We showed our latest achievements for quantitative finance markets at the Frankfurt MathFinance conference - See my Feel The Heat post in UnRisk Insight.
The problem in brief: to get insight into the model risk when valuing a complex financial instrument needs valuations across models. Models need to be calibrated to market data and each calibration might need one million valuations of simpler instruments to identify the parameters always checking the goodness of the fit of the model prices with the market prices.
Such single tasks can take hours on a traditional PC.
If those instruments are in portfolios and you need to test in scenarios you would need calculation time counted in weeks or months.
We have developed a clever combination of fast solvers in C++ and implemented parts on GPU systems (NVIDIA Tesla). Parallel execution on the GPU does not like if-then-else constructs, to make CUDA code efficient, it matters that GPU cores like it when they all do the same.
Mathematica 8's CUDA support is a perfect framework for this kind of efficiency tests - our C++ engines are seamlessly integrated into Mathematica and the CUDA support extends the link structure to CUDA implementations.
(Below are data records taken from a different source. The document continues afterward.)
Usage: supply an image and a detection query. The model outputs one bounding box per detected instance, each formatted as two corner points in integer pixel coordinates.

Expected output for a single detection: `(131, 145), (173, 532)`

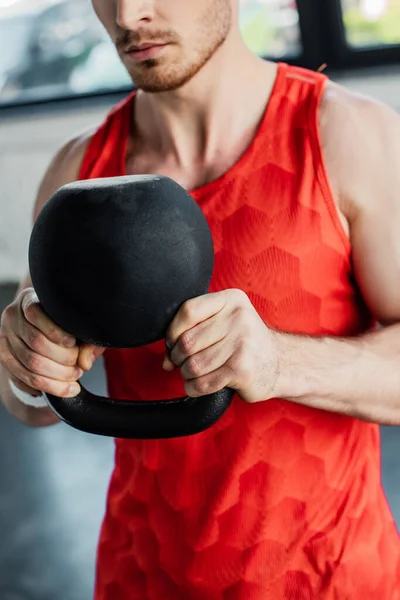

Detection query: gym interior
(0, 0), (400, 600)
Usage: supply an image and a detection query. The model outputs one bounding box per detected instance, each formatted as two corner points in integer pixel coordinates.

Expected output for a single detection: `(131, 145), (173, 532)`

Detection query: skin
(0, 0), (400, 425)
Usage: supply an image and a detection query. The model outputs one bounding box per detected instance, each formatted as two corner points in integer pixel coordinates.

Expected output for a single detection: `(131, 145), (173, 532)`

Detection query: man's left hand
(163, 289), (279, 403)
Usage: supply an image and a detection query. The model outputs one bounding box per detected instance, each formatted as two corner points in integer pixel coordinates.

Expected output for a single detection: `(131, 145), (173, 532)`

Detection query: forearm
(274, 324), (400, 425)
(0, 365), (59, 427)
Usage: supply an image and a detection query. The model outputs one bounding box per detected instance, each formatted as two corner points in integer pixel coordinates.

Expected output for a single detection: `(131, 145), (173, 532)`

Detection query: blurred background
(0, 0), (400, 600)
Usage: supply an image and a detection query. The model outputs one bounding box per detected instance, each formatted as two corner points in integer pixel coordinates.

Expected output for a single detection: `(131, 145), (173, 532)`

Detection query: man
(1, 0), (400, 600)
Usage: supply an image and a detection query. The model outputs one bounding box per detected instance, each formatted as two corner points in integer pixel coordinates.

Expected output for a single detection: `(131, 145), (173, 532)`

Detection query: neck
(131, 34), (276, 170)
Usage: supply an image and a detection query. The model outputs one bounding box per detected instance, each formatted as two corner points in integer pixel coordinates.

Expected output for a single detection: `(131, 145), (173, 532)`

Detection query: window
(342, 0), (400, 48)
(240, 0), (301, 58)
(0, 0), (400, 106)
(0, 0), (301, 104)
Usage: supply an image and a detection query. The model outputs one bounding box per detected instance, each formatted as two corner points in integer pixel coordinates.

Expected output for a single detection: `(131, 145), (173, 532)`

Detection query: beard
(116, 0), (232, 93)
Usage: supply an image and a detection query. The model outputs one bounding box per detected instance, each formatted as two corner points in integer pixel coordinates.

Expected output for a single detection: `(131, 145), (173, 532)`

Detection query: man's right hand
(0, 288), (105, 397)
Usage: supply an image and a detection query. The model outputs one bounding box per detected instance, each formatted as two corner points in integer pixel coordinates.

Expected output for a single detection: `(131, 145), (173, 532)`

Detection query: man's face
(92, 0), (232, 92)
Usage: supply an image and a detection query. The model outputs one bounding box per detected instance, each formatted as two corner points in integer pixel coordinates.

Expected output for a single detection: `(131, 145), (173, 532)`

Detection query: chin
(131, 66), (206, 94)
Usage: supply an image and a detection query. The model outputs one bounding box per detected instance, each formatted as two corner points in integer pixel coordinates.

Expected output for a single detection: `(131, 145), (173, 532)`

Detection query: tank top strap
(78, 91), (136, 179)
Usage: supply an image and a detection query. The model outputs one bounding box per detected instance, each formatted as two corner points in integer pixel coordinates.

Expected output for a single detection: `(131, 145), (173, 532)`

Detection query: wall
(0, 69), (400, 283)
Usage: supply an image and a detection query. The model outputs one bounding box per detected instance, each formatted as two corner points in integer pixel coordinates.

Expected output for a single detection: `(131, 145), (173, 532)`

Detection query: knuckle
(182, 299), (196, 321)
(179, 331), (195, 353)
(0, 352), (14, 373)
(27, 373), (44, 390)
(24, 302), (38, 325)
(28, 330), (45, 352)
(193, 379), (211, 396)
(186, 356), (203, 377)
(229, 288), (248, 304)
(25, 351), (43, 373)
(1, 306), (12, 327)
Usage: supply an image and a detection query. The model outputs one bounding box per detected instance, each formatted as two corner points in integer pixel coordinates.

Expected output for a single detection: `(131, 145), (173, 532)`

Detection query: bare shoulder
(34, 129), (95, 220)
(319, 82), (400, 221)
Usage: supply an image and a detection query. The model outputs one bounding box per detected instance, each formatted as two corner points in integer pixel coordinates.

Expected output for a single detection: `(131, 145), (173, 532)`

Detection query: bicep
(351, 198), (400, 325)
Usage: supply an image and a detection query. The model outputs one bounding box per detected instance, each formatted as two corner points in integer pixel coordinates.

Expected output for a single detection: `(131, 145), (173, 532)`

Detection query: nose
(117, 0), (154, 31)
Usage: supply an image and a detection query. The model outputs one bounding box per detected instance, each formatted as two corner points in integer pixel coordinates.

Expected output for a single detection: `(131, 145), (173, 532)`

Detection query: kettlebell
(28, 175), (234, 439)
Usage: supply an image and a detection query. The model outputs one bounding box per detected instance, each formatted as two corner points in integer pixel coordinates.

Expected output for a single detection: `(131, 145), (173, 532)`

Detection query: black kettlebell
(29, 175), (233, 439)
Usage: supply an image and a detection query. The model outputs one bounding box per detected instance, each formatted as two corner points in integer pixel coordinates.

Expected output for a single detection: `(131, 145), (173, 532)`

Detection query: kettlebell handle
(45, 384), (234, 439)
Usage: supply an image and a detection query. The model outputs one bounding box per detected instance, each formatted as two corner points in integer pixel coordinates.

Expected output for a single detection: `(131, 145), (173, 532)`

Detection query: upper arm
(321, 85), (400, 324)
(17, 131), (93, 295)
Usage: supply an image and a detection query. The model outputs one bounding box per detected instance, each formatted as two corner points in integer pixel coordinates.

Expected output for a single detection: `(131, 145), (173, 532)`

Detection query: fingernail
(62, 336), (76, 348)
(69, 383), (81, 396)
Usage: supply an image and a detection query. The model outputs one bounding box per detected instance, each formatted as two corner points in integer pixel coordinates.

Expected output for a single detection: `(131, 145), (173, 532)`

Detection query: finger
(15, 322), (79, 367)
(21, 290), (76, 348)
(4, 342), (81, 398)
(166, 291), (226, 347)
(170, 312), (232, 367)
(185, 365), (233, 398)
(8, 335), (83, 381)
(181, 338), (233, 380)
(78, 344), (106, 371)
(8, 374), (40, 396)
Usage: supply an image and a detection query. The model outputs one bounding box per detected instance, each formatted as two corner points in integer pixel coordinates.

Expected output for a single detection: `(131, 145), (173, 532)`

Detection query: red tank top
(80, 64), (400, 600)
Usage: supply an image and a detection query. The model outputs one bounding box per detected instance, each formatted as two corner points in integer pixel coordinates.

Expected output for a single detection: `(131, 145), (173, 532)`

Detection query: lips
(126, 42), (165, 54)
(126, 43), (167, 60)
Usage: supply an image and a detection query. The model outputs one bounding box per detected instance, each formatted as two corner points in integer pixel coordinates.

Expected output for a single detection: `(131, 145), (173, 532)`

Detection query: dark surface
(0, 286), (400, 600)
(0, 286), (114, 600)
(29, 175), (233, 439)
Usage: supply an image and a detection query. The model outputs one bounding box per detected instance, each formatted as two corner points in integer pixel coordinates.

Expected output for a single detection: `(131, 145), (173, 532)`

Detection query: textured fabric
(80, 64), (400, 600)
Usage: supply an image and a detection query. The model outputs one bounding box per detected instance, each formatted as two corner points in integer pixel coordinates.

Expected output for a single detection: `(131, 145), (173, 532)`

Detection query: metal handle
(46, 385), (234, 439)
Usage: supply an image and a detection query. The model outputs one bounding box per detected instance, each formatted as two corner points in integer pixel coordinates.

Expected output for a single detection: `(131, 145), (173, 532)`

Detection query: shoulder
(319, 82), (400, 220)
(34, 129), (96, 220)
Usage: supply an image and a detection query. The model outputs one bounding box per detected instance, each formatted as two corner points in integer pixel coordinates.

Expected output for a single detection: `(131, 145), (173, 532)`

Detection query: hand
(0, 288), (105, 397)
(163, 289), (278, 402)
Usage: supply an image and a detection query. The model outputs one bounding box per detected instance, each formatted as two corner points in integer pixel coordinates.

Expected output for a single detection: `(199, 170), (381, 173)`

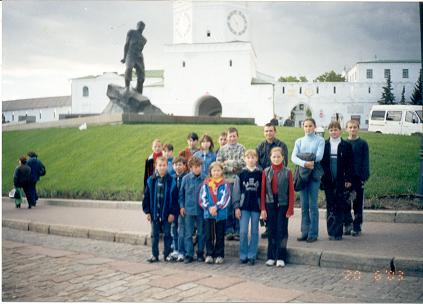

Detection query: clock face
(175, 12), (191, 37)
(227, 10), (247, 35)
On top of this all we parallelized on the task level applying Mathematica's built-in parallel computing capabilities to the distribution of valuations across models and other scenarios.
This intelligent combination of coarse and massive fine grain parallelism is not only very flexible it also blazingly fast.
The reduction of 8 hours to 8 sec is possible on a 6 core PC with 1 Tesla C2070 card (448 GPU cores), but adding additional CPU and GPU cores we are fully scalable. We are now able to calculating results in a time that was assessed as impossible.
And we never leave our high level task-oriented language to put things together and just change and optimize on the lower levels.